We decided to not support LWT in 6.0, so this is not necessary.

mykaul commented 3 months ago

@kostja ^^^

kostja commented 3 months ago

@tgrabiec title has no mention of LWT; no test case; the code that is in the master today has no check for the tablet sharder, so will be quietly misbehaving in rare cases. An exception needs to be added to the current code and a documentation entry needs to be provided about the limitations if we want to ship.

And frankly I don't see how we can ship tablets as the default sharder without LWT :/

nyh commented 3 months ago

And frankly I don't see how we can ship tablets as the default sharder without LWT :/

I thought this was already decided (by @avikivity) and this is why starting with https://github.com/scylladb/scylladb/pull/17318 we warn on every keyspace creation that you may want to re-create the keyspace without tablets if you want to use CDC or LWT. I'm not happy about this decision either - it also means Alternator will not really work correctly with tablets, although it does enable tablets by default.
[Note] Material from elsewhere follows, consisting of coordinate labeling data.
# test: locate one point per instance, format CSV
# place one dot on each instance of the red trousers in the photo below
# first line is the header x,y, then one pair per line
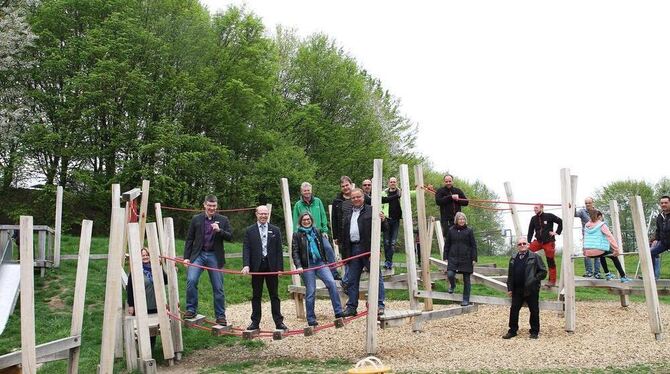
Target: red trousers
x,y
549,252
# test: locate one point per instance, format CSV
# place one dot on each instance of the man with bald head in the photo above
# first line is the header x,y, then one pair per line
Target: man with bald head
x,y
592,268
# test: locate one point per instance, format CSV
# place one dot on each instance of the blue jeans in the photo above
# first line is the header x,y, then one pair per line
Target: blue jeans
x,y
309,277
656,250
590,265
354,278
330,255
391,238
216,278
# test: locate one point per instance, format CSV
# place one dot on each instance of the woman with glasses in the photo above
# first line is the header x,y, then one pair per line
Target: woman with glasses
x,y
308,252
460,252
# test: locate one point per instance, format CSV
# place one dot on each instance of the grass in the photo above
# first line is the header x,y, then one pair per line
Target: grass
x,y
54,297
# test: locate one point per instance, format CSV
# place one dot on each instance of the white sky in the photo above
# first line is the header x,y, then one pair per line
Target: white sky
x,y
513,90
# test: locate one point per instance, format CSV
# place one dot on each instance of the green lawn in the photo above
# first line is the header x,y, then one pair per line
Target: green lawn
x,y
54,297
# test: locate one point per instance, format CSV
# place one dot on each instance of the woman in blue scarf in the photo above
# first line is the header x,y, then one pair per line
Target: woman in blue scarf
x,y
308,252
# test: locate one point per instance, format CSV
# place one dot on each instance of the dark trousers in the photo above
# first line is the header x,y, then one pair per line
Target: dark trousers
x,y
532,300
272,282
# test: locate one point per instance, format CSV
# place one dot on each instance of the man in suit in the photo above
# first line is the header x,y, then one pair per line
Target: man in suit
x,y
204,247
262,252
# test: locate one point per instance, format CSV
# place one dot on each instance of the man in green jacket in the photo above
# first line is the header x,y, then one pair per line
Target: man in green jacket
x,y
313,205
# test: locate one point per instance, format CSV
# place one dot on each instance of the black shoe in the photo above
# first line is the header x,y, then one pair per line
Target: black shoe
x,y
349,313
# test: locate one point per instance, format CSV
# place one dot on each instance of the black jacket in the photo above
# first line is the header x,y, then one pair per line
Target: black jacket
x,y
541,225
341,206
460,249
194,238
300,249
448,206
364,228
534,272
663,229
252,248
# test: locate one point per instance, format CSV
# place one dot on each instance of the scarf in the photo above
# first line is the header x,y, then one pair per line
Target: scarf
x,y
310,233
147,272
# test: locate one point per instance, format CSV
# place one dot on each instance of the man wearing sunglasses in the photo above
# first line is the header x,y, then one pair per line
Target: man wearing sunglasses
x,y
526,270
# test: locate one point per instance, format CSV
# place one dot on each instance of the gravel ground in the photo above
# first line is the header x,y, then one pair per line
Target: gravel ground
x,y
607,335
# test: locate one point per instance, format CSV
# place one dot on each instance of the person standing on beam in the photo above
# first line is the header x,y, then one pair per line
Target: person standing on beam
x,y
542,226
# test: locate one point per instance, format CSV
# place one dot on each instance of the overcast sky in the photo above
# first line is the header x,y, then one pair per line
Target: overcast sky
x,y
513,90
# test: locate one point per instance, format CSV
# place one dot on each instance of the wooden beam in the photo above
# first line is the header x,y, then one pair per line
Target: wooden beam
x,y
423,233
408,239
112,308
80,293
173,288
373,289
59,225
568,244
288,222
159,291
28,354
642,240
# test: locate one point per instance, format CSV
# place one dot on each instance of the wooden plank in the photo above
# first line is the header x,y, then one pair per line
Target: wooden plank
x,y
112,308
446,313
80,293
144,206
134,249
423,233
59,225
288,224
514,210
568,245
28,354
373,290
159,290
642,240
51,351
173,288
544,305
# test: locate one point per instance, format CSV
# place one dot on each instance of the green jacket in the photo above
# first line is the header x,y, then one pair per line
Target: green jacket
x,y
316,209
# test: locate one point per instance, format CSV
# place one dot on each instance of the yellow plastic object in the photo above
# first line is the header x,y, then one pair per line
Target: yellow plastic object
x,y
369,365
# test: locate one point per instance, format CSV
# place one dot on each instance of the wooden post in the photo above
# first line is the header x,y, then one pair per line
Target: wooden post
x,y
408,239
144,205
423,235
59,222
135,251
173,288
373,284
515,212
288,222
80,293
568,270
642,240
112,309
616,231
28,354
159,290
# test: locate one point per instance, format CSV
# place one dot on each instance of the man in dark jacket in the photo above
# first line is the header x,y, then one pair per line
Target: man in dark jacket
x,y
450,200
542,226
262,252
524,274
356,238
204,247
661,241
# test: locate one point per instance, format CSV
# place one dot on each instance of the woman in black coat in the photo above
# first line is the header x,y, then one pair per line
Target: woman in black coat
x,y
460,252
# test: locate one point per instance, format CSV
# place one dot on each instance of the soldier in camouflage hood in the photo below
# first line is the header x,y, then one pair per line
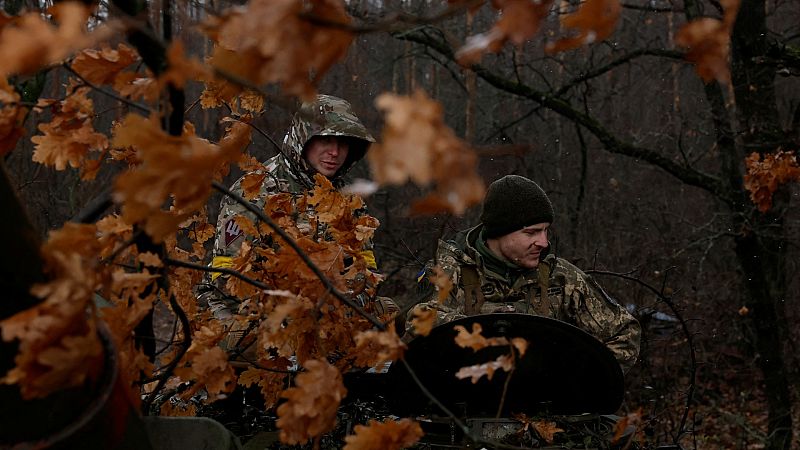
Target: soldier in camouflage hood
x,y
503,265
324,137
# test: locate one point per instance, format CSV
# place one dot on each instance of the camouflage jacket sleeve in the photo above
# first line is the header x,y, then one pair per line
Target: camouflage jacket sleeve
x,y
450,308
227,243
590,308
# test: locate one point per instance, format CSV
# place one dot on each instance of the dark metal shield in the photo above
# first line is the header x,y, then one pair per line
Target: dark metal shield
x,y
564,370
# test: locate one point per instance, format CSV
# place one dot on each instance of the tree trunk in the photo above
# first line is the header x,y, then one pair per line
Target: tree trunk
x,y
760,248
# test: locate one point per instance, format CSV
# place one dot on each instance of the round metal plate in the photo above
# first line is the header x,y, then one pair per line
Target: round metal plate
x,y
564,370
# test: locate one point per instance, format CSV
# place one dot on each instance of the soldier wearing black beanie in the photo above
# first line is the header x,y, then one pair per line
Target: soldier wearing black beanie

bhalevy commented 3 months ago

@tgrabiec is this issue a release blocker with https://github.com/scylladb/scylladb/pull/18026?

kbr-scylla commented 3 months ago

Given https://github.com/scylladb/scylladb/issues/18066, which will prevent us from entering this logic altogether, I think this can be moved to 6.1

kbr-scylla commented 3 months ago

But https://github.com/scylladb/scylladb/issues/18066 should be a blocker

tgrabiec commented 3 months ago

@tgrabiec is this issue a release blocker with #18026?

18026 is orthogonal. If we don't support LWT then #18026 doesn't need this issue.

tgrabiec commented 3 months ago

@tgrabiec title has no mention of LWT;

The description mentions it though. We also have a label. Isn't that enough?

no test case;

We don't require adding test cases when opening issues. If we did, then opening issues would be too hard. There's value in opening the issue because we can at least track the problem and decide what to do with it. Like we do now.